The prospect of a sequel to Finding Nemo may make most fans sound exactly like that picture's resident worrywart, Marlin: Do we really need a sequel some 13 years later? But Finding Nemo is perfect: why risk ruining it?
The new film’s box-office performance - $782,613,925 to date, with territories yet to conquer - suggests that Pixar has called it right. And it has, we think. If you stick around for the post-credits sequence, you’ll discover what happened to Willem Dafoe’s Tank Gang after the 2003 adventure. But by then, the viewer will have made new screen friends, including Ed O’Neill’s opportunistic octopus, Kaitlin Olson’s cheerful shark-whale and Idris Elba’s cranky seal.
Finding Nemo sent an overprotective dad off in search of his missing and only son; Finding Dory reverses the central quest by sending Dory, Marlin's much-loved, memory-challenged sidekick, off in search of her parents.
The quest brings Marlin, Dory and Nemo to a Marine Life Institute in California - where Sigourney Weaver narrates the attractions, while fishier folk get into scrapes and monkeyshines.
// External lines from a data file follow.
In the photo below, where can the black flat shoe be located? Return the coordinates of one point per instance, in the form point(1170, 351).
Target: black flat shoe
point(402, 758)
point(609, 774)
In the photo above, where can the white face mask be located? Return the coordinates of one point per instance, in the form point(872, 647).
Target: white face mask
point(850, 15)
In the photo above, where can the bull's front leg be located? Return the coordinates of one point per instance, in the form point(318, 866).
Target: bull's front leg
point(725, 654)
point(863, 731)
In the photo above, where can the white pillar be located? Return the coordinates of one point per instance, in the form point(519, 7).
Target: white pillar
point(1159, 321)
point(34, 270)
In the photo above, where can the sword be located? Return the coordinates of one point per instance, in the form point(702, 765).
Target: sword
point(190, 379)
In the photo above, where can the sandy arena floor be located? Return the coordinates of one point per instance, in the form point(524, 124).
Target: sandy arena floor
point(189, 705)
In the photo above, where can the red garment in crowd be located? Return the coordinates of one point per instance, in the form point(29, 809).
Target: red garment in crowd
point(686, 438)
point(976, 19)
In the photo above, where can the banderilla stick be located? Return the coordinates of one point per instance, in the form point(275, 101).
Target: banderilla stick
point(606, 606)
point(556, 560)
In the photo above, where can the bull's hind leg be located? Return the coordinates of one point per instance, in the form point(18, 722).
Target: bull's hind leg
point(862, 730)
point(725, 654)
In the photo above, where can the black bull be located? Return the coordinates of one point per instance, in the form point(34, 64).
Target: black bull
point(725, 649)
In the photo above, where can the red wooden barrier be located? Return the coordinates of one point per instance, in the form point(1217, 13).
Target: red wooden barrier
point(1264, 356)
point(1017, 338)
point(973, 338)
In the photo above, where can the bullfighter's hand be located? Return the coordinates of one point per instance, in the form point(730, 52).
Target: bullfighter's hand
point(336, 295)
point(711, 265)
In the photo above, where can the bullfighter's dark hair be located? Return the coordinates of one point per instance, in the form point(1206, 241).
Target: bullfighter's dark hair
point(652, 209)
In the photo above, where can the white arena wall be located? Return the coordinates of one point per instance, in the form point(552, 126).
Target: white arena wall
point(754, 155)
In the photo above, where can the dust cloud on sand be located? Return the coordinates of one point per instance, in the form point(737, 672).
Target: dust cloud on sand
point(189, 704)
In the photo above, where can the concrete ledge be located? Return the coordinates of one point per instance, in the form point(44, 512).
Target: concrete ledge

Chase scenes ensue, but these shenanigans are tempered by Dory's flashbacks to childhood, wherein her doting, warm parents Charlie (Eugene Levy) and Jenny (Diane Keaton) rise to special challenges of parenting a disabled child. You probably won't need as many tissues as you did for Inside Out last year, but you will need them.
As before, Ellen DeGeneres and Albert Brooks make for charming mismatched buddies although, wisely, the screenplay contrives to separate them, thereby ensuring that Finding Dory has its own texture, tone and journey. It's a given from Pixar, but the animation is superb; its aquarium-coloured tableaux are almost as involving as the adventure.
There are commendable lessons here about being resilient and resourceful and kind, but you’ll have fun learning them.